Charles B. Inlander is President of the nonprofit People's Medical Society. Since its founding in early 1983, Mr. Inlander has guided the People's Medical Society to its status as one the most influential consumer health advocacy organizations in the United States. Mr. Inlander is also a faculty lecturer at the Yale University School of Medicine, an adjunct faculty member at the Chicago-Kent College of Law and a Fellow of the Institute for Science, Law and Technology at the Illinois Institute of Technology. He is a health commentator on Public Radio International's MARKETPLACE, heard throughout the country on public radio stations He is a founder of the Civil Justice Foundation and serves, or has served, on the board of directors of Consumers for Civil Justice, the National League for Nursing, the Pennsylvania League for Nursing and the Lehigh Valley Business Conference on Health Care. He is on the advisory boards of the Citizen Advocacy Center, the Primary Care Management Association, the American Academy of Family Physicians, HealthMarket, and Bottom Line/Personal publications. Prior to joining the People's Medical Society, Mr. Inlander established a national reputation as an advocate for the rights of handicapped citizens and was a columnist in Nursing Economics and a contributing editor for Medical Self-Care magazine.


Joey Ridenour, MN, RN
President, Board of Directors
National Council of State Boards of Nursing
and Executive Director
Arizona State Board of Nursing

Joey Ridenour is the current President of the Board of Directors of the National Council of State Boards of Nursing, as well as the Executive Director of the Arizona State Board of Nursing, a position she has held since October 1995. Prior to joining the board of nursing, Ms.

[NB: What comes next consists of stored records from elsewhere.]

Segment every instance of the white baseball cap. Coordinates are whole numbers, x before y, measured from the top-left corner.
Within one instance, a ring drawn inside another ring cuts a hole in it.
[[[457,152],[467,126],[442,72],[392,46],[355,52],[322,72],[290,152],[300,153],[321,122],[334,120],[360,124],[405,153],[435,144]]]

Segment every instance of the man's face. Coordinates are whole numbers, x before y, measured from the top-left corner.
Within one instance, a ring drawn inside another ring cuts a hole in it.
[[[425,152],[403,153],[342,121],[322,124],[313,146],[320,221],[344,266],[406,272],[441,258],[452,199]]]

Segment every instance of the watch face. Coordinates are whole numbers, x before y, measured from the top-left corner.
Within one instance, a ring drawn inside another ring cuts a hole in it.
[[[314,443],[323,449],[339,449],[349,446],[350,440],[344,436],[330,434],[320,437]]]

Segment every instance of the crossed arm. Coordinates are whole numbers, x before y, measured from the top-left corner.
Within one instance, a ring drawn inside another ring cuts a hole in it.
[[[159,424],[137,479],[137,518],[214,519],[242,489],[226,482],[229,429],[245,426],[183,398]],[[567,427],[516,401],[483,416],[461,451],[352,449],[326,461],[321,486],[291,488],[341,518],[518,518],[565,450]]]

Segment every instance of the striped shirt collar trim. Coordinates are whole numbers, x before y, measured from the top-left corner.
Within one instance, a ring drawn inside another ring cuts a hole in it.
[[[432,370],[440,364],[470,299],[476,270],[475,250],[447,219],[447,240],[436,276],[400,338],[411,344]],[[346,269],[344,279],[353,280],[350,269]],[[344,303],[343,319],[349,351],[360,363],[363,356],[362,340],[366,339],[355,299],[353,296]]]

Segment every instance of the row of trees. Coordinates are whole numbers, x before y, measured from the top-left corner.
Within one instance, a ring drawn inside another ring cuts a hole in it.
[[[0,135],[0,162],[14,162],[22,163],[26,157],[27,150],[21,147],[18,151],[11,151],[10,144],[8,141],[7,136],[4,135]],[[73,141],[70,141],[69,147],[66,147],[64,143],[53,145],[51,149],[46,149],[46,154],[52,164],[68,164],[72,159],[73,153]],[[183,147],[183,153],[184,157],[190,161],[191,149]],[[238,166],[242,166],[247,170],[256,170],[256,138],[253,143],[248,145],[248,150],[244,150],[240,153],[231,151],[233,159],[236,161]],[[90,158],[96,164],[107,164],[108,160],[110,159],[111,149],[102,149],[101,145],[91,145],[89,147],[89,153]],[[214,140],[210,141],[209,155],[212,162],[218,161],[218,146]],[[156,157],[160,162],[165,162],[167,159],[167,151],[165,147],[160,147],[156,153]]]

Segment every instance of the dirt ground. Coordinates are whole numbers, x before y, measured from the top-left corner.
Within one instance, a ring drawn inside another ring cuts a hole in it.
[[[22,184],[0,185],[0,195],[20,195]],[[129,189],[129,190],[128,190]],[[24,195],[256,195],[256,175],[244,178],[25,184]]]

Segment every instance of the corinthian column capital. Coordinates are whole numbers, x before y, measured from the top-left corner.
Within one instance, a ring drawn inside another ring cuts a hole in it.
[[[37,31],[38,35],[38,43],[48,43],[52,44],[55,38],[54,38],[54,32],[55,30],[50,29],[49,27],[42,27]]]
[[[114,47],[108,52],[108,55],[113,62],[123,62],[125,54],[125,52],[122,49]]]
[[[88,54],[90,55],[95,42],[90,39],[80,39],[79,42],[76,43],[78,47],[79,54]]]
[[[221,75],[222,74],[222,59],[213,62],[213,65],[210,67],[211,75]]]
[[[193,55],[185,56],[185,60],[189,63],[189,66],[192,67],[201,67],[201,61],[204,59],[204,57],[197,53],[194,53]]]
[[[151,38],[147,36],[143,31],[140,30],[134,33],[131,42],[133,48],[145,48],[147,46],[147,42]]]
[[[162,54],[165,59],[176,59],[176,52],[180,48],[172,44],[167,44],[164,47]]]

Ridenour worked for Maricopa Health System in Phoenix for over 20 years, where she held positions of Chief Operating Officer/Director of Nursing, Chief Nursing Officer, Assistant Director of Nursing and Director of Nursing Education. From 1986-1989 and 1994-1995, she served as President of the Arizona State Board of Nursing. Ms. Ridenour is a member of Sigma Theta Tau International, American Organization of Nurse Executives, Arizona Organization of Nurse Executives, and is adjunct faculty at Arizona State University College of Nursing.